RELATED: Hartford school fights food insecurities, keeps kids fed over winter break

“50 percent chose not to eat with us. It’s a stigma to have a free or reduced lunch. Now, we’re feeding almost 90 percent of those kids because the stigma is gone," Bove said.

However, Bove said that federal waiver is expected to go away by the end of June and that means they won't be able to offer free and reduced lunches to everyone anymore.

"We're very worried," Bove said. "And, that doesn't even address the rise in costs we're facing."

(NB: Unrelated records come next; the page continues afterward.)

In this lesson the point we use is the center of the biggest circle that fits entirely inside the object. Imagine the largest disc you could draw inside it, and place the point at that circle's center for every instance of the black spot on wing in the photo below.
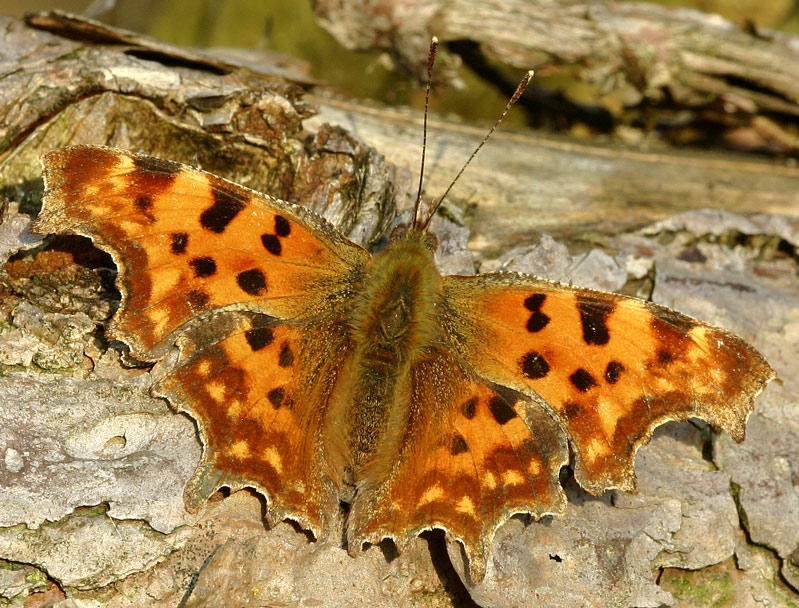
(252, 281)
(276, 396)
(150, 164)
(533, 365)
(594, 316)
(533, 303)
(179, 242)
(282, 226)
(582, 380)
(272, 244)
(613, 371)
(537, 322)
(217, 217)
(458, 446)
(468, 408)
(197, 299)
(665, 357)
(259, 337)
(500, 410)
(203, 267)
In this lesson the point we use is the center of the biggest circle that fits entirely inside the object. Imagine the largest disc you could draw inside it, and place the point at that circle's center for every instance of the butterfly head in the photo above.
(418, 233)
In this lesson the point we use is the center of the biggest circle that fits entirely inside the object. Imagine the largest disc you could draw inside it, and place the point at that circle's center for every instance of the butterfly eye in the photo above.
(398, 233)
(431, 241)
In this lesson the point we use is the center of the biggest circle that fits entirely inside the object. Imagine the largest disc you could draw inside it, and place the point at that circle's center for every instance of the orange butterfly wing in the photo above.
(246, 284)
(472, 455)
(187, 242)
(611, 368)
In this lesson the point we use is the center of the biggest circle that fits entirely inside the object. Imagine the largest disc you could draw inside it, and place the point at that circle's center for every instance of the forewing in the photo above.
(611, 367)
(187, 242)
(471, 456)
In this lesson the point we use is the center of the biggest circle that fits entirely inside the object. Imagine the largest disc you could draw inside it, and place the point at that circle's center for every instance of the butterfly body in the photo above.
(393, 323)
(318, 373)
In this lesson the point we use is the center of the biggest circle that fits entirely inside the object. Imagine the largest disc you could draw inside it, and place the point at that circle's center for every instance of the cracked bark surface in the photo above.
(93, 467)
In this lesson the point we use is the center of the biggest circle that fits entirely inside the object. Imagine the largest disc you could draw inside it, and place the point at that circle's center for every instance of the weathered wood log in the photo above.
(624, 54)
(96, 438)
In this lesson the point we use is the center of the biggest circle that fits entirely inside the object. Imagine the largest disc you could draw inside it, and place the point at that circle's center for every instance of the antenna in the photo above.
(514, 98)
(431, 59)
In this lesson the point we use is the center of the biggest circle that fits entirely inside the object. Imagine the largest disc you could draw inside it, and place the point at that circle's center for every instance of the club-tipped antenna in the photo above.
(431, 59)
(514, 98)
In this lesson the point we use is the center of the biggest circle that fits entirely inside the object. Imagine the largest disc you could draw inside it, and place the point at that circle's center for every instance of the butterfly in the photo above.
(318, 373)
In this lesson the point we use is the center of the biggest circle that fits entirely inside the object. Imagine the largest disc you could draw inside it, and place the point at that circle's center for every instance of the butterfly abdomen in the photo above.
(392, 323)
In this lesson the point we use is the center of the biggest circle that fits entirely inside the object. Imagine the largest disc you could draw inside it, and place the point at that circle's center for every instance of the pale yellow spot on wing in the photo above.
(216, 390)
(608, 418)
(595, 449)
(512, 478)
(272, 456)
(234, 409)
(240, 450)
(431, 494)
(465, 505)
(129, 226)
(159, 316)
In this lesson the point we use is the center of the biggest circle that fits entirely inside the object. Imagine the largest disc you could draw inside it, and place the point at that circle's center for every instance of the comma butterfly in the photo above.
(318, 373)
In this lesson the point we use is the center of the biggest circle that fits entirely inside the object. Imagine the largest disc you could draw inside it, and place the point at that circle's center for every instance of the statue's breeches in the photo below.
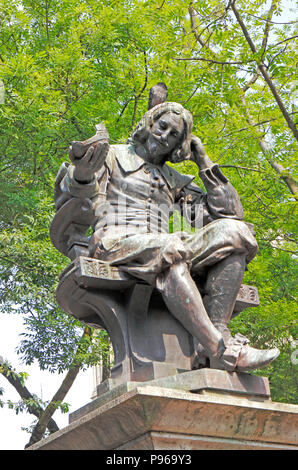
(146, 255)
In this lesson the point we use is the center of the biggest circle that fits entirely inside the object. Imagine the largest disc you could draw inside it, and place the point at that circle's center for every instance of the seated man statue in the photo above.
(133, 191)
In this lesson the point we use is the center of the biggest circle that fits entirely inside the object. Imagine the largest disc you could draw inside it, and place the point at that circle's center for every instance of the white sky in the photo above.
(45, 384)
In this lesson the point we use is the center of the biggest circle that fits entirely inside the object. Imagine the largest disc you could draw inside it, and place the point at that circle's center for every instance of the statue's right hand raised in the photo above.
(89, 156)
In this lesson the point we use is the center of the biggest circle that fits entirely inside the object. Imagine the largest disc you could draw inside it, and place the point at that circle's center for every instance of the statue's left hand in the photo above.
(198, 153)
(89, 156)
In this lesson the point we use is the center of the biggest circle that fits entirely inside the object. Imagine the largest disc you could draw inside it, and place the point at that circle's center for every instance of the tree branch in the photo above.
(265, 74)
(267, 26)
(59, 396)
(24, 393)
(280, 170)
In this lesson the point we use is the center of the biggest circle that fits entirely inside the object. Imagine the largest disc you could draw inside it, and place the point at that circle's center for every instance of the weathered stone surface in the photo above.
(208, 381)
(159, 418)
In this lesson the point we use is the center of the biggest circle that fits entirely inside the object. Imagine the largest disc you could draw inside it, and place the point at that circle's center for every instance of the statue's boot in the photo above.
(184, 301)
(240, 357)
(221, 289)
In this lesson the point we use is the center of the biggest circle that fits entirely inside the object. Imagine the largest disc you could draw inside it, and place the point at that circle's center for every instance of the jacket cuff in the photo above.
(77, 189)
(212, 176)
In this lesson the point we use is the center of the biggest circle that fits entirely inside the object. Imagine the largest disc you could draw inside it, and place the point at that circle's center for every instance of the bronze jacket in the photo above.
(130, 195)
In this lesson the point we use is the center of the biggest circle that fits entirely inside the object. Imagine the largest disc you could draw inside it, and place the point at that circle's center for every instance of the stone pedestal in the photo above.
(204, 409)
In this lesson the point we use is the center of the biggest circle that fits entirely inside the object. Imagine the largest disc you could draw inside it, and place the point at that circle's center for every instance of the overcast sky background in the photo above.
(45, 384)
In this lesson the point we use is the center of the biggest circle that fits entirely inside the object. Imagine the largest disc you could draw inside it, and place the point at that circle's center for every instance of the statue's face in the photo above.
(165, 135)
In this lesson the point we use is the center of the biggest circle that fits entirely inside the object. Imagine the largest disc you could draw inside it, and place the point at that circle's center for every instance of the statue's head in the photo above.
(165, 133)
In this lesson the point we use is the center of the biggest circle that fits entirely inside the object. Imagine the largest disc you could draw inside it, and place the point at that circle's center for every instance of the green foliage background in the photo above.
(67, 65)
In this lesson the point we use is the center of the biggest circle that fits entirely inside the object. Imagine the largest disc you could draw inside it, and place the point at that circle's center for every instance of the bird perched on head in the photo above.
(158, 94)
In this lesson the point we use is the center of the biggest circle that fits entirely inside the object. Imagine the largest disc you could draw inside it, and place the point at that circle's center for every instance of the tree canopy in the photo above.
(67, 65)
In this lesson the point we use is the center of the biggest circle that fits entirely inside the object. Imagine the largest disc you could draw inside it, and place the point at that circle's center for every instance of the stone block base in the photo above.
(151, 417)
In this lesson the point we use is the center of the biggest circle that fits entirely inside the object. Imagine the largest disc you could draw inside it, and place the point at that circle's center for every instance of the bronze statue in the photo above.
(131, 192)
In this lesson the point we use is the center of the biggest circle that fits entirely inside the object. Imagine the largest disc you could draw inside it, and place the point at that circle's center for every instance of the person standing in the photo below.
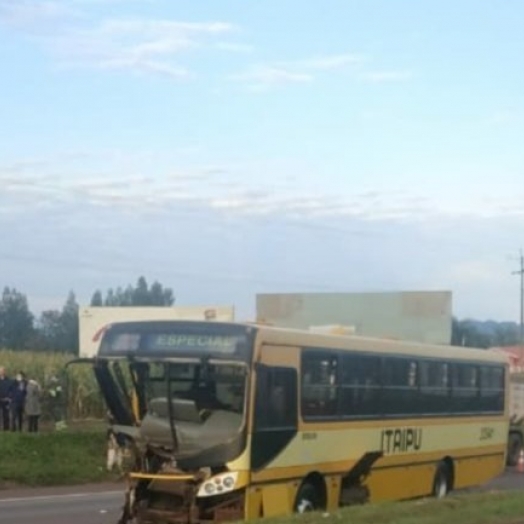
(33, 405)
(5, 399)
(18, 395)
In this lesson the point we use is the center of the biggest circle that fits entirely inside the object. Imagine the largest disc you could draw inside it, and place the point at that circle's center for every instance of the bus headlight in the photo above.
(218, 485)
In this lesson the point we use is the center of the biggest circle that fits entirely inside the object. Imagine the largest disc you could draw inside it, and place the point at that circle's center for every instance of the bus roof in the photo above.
(296, 337)
(350, 342)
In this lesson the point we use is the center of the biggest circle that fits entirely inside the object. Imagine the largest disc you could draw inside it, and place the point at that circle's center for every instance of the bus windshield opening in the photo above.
(202, 401)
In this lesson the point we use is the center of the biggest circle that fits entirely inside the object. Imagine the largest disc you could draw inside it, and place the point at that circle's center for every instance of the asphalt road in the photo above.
(101, 504)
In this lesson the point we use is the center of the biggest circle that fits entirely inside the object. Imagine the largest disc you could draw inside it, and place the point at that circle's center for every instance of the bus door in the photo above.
(275, 423)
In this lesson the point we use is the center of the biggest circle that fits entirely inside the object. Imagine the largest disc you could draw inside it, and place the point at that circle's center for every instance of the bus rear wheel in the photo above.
(514, 448)
(307, 499)
(441, 481)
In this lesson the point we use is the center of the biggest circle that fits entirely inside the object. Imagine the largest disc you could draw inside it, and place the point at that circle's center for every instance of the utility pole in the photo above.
(521, 273)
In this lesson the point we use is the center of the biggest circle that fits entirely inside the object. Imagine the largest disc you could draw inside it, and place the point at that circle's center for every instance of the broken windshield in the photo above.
(207, 402)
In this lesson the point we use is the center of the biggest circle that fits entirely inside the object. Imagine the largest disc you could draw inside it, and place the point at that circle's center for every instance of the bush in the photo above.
(52, 459)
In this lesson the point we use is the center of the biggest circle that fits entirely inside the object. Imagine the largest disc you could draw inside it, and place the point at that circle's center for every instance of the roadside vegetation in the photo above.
(481, 508)
(73, 456)
(82, 395)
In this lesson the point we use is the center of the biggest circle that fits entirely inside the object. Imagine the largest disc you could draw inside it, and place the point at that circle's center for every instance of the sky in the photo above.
(228, 148)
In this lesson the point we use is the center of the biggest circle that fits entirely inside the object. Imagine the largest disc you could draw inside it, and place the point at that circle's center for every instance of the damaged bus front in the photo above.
(186, 416)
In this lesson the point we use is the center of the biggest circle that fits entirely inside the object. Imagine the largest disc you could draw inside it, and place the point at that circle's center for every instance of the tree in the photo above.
(97, 299)
(69, 322)
(140, 295)
(16, 321)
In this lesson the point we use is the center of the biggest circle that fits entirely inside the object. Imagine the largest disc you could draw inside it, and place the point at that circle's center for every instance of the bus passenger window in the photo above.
(360, 386)
(465, 388)
(400, 386)
(276, 398)
(319, 385)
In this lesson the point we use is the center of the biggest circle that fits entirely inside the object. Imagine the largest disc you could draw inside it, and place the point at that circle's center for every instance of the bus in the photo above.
(240, 421)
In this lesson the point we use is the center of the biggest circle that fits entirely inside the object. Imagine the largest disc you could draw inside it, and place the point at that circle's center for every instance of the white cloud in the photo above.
(386, 76)
(263, 76)
(131, 183)
(78, 38)
(329, 62)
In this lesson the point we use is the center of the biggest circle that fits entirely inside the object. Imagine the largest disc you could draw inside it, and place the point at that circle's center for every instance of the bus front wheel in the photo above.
(441, 481)
(307, 499)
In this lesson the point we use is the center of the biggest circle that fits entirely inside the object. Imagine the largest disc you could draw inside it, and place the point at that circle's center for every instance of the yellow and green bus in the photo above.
(241, 421)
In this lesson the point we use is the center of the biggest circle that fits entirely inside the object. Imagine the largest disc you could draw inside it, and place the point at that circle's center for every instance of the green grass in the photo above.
(484, 508)
(52, 459)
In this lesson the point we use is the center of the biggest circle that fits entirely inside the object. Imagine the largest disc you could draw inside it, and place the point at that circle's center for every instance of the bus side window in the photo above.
(319, 385)
(276, 398)
(360, 386)
(492, 388)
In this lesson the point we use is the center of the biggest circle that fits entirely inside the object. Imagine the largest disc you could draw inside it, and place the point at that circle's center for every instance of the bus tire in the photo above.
(441, 481)
(308, 499)
(514, 448)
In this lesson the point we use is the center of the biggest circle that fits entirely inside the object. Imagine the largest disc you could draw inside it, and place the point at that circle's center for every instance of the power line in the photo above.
(521, 273)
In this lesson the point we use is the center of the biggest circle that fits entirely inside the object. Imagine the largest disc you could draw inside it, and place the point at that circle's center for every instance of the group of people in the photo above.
(19, 398)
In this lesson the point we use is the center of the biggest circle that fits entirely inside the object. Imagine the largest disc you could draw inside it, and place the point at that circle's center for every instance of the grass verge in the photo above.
(481, 508)
(52, 459)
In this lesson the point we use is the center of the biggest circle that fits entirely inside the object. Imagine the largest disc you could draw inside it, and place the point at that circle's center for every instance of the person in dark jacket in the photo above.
(18, 395)
(33, 405)
(5, 398)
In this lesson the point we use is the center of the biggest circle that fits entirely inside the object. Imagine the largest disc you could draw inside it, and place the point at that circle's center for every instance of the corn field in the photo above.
(82, 395)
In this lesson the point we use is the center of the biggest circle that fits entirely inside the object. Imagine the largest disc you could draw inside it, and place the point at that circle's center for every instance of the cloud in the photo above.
(261, 77)
(386, 76)
(78, 38)
(35, 16)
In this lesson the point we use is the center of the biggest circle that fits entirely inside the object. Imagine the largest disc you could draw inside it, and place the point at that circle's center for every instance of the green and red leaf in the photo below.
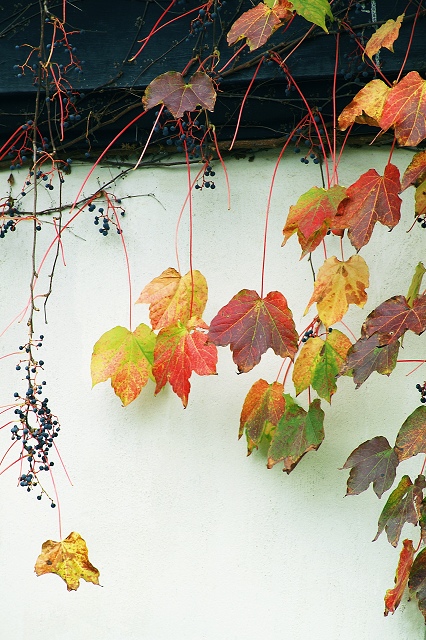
(405, 563)
(126, 357)
(338, 285)
(263, 407)
(251, 325)
(181, 349)
(374, 461)
(297, 433)
(179, 96)
(174, 298)
(372, 198)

Bove said food costs for the district have gone up 40 percent and she's having trouble getting parts and labor to fix a broken freezer in one of the kitchens. 

"The waivers helped us deal with that kind of stuff too, so, even just keeping the nutrition programs running is going to be really difficult because we were getting a higher reimbursement rate with the waivers to make up for all these problems we're having. And that will go away too," Bove said. 

Bove and her colleagues with the School Nutrition Association of Connecticut (SNACT) have been pushing lawmakers to vote to keep the funding going. At this point, they have not extended the bill. 

In the meantime, school districts are continuing to feed the children, promoting healthy eating and celebrating the small wins, like having fresh mixed fruit to serve to students. 

"I know it’s cliché, but breakfast, especially for kids in school, is the most important meal of the day," Bove said.